Map temperature using tmap.
a: Read in the data (see 1.1a above)
b: Convert data frame into simple features
c: Create tmap
PNW_sf$"Average Temps (F)" <- PNW_sf$tavg
tmap_mode("view")
tm_shape(PNW_sf) +
tm_symbols(id="name", col="Average Temps (F)", alpha=0.7, palette = rev(c("red","#ffb3c8", "#f5f5f5","#2698ce","#003666")))Figure 2: Map showing 30-year average temperatures (°F) throughout Idaho, Oregon, and Washington State, USA using 435 stations. Highest averages occuring near Yakima, WA, Medford and Portland, OR, and at Browlee Dam in Idaho. Click on the points to see where each data point is located, or click the layers icon to change the basemap.
Analyze the PPA using various plots, tables, statistics, and include a summary paragraph.
a: Read in hardwood_ppp.rds
b: Convert ppp → df
# create data frame with coordinates and marks
hardwoods_df <- data.frame(x = hardwoods_ppp$x, y = hardwoods_ppp$y, Trees=hardwoods_ppp$marks)c: Summarize hardwoods_ppp using the
summary function
## Marked planar point pattern: 1351 points
## Average intensity 0.001552001 points per square feet
##
## Coordinates are given to 5 decimal places
##
## Multitype:
## frequency proportion intensity
## blackoak 135 0.09992598 0.0001550852
## hickory 702 0.51961510 0.0008064433
## maple 514 0.38045890 0.0005904727
##
## Window: rectangle = [0, 933] x [0, 933] feet
## Window area = 870489 square feet
## Unit of length: 1 feet
d: Explore the data with ggplot
#make cute colors
cols <- c("#f8766d", "#00bfc4", "#94bd30")
ggplot()+
geom_point(hardwoods_df, mapping=aes(x, y, color=Trees, pch=Trees))+
scale_colour_manual(name = "TREES",
labels = c("Black oak", "Hickory", "Maple"),
values = cols) +
scale_shape_manual(name = "TREES",
labels = c("Black oak", "Hickory", "Maple"),
values = c(19, 17, 16))+
theme_light()+
labs(x="EASTING (FT)", y="NORTHING (FT)")Figure 3: Showing the spatial arrangement of three tree types (n=1351) within 20 acres. Data were taken from Diggle (1883).
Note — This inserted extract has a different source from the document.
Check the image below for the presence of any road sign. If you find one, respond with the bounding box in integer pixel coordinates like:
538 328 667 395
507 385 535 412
e: Create a density plot using
persp
Tree_Density <- density(hardwoods_ppp)
#make pretty continuous colors for density plot
colramp <- colorRampPalette(cols)(100)
m<- persp(Tree_Density, colmap = colramp, theta = 0, phi = 10)Figure 4: Density plot showing highest density of trees with lower values of x and higher values of y (in the Northwest corner of the plot). There seems to be a high density of trees along the entire eastern plot border as well. This does not tell us if there are interactions between tree types though.
f: Create density plots for each species individually
#split the treetypes
split_pp <- split(hardwoods_ppp)
dens_all <- density(split_pp)
plot(dens_all, col=cols, main="")Figure 5: Plots of density patterns for each tree type individually. Both black oak and hickory seem to be more dense in the northern part of the plot and maple seems to be more dense in the southern half. Black oak and hickory might show clustering at some point. I imagine that, by looking at these plots, maple will be competitive with the others.
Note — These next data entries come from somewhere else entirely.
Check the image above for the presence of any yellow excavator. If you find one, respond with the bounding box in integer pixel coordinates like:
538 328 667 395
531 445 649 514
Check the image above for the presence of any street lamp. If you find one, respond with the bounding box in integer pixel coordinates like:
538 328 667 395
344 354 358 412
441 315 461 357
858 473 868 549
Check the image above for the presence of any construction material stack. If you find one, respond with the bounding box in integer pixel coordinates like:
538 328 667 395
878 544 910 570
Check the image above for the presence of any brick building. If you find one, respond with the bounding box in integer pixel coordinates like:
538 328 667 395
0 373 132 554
g: Look for interactions between tree types using
alltypes function and then plot function
Figure 6: Plot showing the transformation of Ripley’s K for black oak and maple trees in a 20 acre plot. As predicted, maple and black oak are competing for some resource.
Figure 7: Plot showing the transformation of Ripley K for black oak and hickory trees in a 20 acre plot. As predicted, these trees begin to clump at about 50 ft.
Figure 8: Plot showing the transformation of Ripley’s K for hickory and maple trees in a 20 acre plot. They are competitive at all distances shown.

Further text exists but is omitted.